By Jennifer P. Poole and Rita Almeida*

Brazil’s Ministry of Labor and Employment in Brasília. / Grupo Vestcon / Creative Commons
During Brazil’s currency crisis and devaluation in 1999, stringent implementation of labor regulations hindered, rather than enhanced, manufacturing plants’ recovery and workers’ wellbeing – an important lesson to keep in mind in current debates in many countries. In an article published in the May 2017 Journal of Development Economics (JDE), we examine the implications of global economic integration through international trade on local labor markets during that critical period in 1999.
- Many economic policymakers agree that reforms in the latter half of the 20th century, such as liberalizing trade relations and encouraging foreign investment, have been powerful drivers of efficiency gains, income growth, and consumer choice around the globe. At the same time, however, there is agreement that – as firms adapt to a more competitive global environment – the gains are often accompanied by short-term costs for workers in terms of unemployment and income risk. Policymakers have to weigh the broad economic benefits from globalization and technological change, on the one hand, against workers’ opportunities and security on the other.
A micro-econometric estimation analysis of detailed, confidential, and proprietary micro-data sets – collected in part while visiting the Brazilian Labor Ministry – reveals a causal impact of trade reform on employment. Brazil’s policy environment of strict labor market regulations (e.g., hiring and firing costs), coupled with its dramatic trade liberalization and currency devaluation, make it a particularly appropriate setting to study the implications of globalization on employment opportunities in a middle-income country. As in many countries, much of the de jure labor market framework was established on a national basis in Brazil (in the Brazilian Federal Constitution of 1988), but de facto labor regulations – the varying levels of implementation through labor inspections, fines, and other processes in different locales – are heterogeneous.
- Administrative data on the enforcement of labor regulations during the 1999 currency crisis, a shock to trade openness, show that the way trade affects employment largely depends on the stringency of de facto labor regulations that companies face. The impact of the currency devaluation – widely predicted to expand employment by facilitating access to foreign markets and weakening import competition – was less significant in plants facing strong labor enforcement than in those facing more lax enforcement.
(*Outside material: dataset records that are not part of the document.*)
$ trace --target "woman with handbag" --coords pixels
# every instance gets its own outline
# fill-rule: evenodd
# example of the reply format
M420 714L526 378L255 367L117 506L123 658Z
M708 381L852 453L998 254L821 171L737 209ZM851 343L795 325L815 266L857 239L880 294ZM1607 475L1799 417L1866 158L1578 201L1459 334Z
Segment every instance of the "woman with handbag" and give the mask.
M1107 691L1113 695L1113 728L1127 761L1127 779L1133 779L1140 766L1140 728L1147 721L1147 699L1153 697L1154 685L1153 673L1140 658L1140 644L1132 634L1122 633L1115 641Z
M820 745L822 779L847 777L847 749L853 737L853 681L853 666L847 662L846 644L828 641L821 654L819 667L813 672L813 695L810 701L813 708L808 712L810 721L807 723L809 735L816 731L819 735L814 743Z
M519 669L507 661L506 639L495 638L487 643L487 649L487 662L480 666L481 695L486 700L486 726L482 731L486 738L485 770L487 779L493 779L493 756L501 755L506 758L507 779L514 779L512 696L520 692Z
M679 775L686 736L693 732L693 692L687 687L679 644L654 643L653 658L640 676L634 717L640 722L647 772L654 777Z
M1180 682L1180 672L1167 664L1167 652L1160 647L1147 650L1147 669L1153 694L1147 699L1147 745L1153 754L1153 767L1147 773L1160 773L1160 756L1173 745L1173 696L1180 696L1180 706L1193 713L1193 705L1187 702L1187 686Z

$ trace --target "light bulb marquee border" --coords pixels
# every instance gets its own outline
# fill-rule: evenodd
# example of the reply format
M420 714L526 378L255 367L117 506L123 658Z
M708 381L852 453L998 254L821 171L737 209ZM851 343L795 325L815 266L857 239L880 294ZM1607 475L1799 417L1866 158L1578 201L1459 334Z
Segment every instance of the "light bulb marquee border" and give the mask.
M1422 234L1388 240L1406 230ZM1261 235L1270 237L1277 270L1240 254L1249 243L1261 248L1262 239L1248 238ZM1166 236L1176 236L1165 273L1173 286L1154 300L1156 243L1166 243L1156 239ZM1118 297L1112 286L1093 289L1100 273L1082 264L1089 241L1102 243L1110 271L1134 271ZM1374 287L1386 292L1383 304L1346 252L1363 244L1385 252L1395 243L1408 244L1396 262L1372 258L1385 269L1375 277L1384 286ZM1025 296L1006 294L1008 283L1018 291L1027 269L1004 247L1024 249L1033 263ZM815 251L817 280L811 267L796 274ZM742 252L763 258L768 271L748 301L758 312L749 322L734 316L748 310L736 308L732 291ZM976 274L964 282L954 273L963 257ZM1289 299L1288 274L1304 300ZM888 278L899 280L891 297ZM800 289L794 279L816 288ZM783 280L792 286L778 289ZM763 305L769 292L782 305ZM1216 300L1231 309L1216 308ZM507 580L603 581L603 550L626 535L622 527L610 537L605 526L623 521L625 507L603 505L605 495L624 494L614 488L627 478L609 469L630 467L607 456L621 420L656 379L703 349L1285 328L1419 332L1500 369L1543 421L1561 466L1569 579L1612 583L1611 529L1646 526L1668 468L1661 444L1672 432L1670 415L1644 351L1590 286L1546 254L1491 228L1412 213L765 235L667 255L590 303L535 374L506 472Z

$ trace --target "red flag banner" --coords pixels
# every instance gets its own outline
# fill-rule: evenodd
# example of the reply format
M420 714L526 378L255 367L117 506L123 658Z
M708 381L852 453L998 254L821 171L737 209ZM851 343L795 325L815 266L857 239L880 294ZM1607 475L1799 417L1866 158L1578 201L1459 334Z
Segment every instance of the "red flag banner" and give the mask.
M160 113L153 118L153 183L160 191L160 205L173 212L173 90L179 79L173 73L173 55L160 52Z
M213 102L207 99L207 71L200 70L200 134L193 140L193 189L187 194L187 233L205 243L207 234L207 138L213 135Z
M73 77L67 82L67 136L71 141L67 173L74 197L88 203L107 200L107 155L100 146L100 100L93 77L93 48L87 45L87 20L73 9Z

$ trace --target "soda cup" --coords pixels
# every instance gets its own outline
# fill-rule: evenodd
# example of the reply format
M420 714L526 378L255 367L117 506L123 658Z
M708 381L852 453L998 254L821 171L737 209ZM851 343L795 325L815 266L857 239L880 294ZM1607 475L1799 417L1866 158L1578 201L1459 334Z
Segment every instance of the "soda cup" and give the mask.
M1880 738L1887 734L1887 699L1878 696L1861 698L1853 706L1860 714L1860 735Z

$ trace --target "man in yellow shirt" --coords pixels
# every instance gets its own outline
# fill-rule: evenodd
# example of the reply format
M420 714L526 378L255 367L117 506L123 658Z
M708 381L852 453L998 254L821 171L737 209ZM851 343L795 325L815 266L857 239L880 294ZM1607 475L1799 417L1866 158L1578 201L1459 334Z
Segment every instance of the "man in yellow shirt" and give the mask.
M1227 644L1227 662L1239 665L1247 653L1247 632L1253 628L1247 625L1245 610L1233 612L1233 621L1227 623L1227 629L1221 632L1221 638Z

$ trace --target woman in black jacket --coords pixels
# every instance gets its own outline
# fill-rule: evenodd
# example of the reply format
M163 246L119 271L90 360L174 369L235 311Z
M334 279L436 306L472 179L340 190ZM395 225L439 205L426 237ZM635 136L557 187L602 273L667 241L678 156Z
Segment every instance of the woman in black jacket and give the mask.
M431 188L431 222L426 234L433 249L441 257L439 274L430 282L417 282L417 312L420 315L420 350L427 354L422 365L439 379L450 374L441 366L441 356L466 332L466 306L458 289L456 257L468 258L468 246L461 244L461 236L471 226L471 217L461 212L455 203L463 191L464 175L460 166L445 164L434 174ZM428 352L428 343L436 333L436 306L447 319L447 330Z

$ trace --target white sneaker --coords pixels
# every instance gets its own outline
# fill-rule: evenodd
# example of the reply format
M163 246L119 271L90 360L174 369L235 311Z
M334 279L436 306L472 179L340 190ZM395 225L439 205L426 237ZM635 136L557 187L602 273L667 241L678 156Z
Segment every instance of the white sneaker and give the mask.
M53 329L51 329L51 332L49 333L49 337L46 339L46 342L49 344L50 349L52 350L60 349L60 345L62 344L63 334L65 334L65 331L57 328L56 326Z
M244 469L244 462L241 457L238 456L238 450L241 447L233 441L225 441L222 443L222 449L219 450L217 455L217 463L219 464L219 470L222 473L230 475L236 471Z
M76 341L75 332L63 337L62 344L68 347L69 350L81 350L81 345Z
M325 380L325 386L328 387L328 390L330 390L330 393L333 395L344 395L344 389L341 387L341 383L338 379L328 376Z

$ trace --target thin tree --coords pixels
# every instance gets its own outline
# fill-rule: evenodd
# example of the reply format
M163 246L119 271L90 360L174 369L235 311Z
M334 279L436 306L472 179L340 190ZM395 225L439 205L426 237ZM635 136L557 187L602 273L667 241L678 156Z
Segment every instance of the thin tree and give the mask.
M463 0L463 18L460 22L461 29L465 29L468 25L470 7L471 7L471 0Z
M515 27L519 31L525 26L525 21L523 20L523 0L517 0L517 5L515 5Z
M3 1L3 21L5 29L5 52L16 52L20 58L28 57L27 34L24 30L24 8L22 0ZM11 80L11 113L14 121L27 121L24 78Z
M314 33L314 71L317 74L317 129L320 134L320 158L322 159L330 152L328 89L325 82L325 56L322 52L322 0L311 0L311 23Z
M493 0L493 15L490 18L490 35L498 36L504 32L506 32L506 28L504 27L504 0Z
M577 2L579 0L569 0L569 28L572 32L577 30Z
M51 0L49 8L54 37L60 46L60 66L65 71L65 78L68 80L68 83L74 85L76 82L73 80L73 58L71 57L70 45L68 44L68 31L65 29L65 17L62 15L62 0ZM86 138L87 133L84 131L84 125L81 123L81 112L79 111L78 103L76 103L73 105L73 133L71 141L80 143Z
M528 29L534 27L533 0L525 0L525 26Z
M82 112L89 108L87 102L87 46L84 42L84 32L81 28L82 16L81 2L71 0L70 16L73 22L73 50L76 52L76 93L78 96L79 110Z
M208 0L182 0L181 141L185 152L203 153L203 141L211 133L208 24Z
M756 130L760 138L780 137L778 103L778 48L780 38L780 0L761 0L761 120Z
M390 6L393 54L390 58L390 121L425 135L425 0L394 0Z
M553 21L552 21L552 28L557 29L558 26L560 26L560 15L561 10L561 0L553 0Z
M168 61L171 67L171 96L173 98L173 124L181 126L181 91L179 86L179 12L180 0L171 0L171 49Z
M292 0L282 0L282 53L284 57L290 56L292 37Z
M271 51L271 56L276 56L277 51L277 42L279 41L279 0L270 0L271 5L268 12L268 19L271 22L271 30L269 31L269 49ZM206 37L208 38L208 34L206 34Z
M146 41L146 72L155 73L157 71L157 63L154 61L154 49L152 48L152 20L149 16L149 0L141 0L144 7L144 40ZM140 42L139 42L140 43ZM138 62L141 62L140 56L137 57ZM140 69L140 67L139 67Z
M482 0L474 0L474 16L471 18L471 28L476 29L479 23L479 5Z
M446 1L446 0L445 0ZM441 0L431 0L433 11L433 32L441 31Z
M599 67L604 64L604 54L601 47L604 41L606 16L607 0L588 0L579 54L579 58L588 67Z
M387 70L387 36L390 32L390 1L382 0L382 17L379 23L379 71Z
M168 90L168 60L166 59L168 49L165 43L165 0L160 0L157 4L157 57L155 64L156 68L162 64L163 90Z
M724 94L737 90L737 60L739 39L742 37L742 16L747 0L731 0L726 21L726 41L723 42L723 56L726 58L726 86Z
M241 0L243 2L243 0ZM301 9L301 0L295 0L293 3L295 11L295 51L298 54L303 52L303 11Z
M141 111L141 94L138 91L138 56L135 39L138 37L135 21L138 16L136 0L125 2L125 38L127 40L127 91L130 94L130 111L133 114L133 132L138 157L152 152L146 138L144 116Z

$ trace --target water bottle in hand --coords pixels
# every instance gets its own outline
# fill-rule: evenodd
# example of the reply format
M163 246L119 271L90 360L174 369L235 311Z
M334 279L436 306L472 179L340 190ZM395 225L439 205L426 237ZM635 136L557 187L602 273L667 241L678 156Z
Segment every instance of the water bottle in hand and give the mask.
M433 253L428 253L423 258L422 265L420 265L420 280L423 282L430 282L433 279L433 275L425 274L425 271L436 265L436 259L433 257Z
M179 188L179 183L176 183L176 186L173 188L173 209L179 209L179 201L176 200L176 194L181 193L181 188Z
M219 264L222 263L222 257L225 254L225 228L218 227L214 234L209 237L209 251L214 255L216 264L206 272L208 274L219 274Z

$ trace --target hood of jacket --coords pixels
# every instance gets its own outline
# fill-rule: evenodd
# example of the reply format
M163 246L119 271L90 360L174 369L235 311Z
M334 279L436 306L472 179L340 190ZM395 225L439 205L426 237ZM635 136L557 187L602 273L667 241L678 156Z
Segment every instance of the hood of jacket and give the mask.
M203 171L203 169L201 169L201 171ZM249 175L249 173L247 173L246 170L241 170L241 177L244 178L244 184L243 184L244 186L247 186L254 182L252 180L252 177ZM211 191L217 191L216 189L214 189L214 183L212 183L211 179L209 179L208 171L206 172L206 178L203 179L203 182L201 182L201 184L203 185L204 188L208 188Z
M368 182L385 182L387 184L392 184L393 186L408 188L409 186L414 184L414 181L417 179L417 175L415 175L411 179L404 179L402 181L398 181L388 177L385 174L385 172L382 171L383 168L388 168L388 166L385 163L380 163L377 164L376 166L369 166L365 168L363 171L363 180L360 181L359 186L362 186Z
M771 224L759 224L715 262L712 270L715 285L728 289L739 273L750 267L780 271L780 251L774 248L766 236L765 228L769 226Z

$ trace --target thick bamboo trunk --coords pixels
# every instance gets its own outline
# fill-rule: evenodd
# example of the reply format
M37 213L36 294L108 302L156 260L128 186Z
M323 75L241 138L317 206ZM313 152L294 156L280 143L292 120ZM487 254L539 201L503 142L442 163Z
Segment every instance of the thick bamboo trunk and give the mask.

The findings suggest that stringent labor regulations limit job creation and lower productivity gains.
- Not only was the efficient reallocation of labor in response to shocks inhibited by strict de facto labor market regulations; rigid enforcement also restricted the within-plant potential for productivity gains. The data reveal that regulations, for example, may limit plants’ ability to introduce new goods or investment in more complex production technologies that might have higher value-added. The burden of having to retain unproductive workers, making plants less able to compete, is another possible explanation for weak productivity gains.
Previous research – arguing that weak enforcement leaves regulations ineffective – ruled out the possibility of labor regulations as an explanation for slow labor adjustment to trade reform. But our research shows that flexible regulations maximize the gains of reforms such as trade liberalization. As middle-income countries continue to face a globalizing and technologically advancing world economy, their strict labor market policies, limiting adjustment and reallocation, may have potentially distortive, unintended consequences. The trade-off between job security, on the one hand, and productivity and growth is already one of the most prominent public policy debates worldwide. Regulations designed to protect workers may actually further reduce employment as costs increase. Countries must show flexibility, while enhancing education and training programs, to benefit fully from changes driven by the global economy. As populist, protectionist policies gain influence in the world, policymakers should know that increasing the flexibility of de jure regulations will allow for increased job creation and thus offer broader access to productivity gains.
March 7, 2018
*Jennifer Poole is Assistant Professor of Economics, School of International Service, and Research Fellow at the IZA Institute of Labor Economics and the CESifo Research Network. Rita Almeida is a Research Fellow at the World Bank and the IZA Institute of Labor Economics. Their article is titled “Trade and Labor Reallocation with Heterogeneous Enforcement of Labor Regulations.”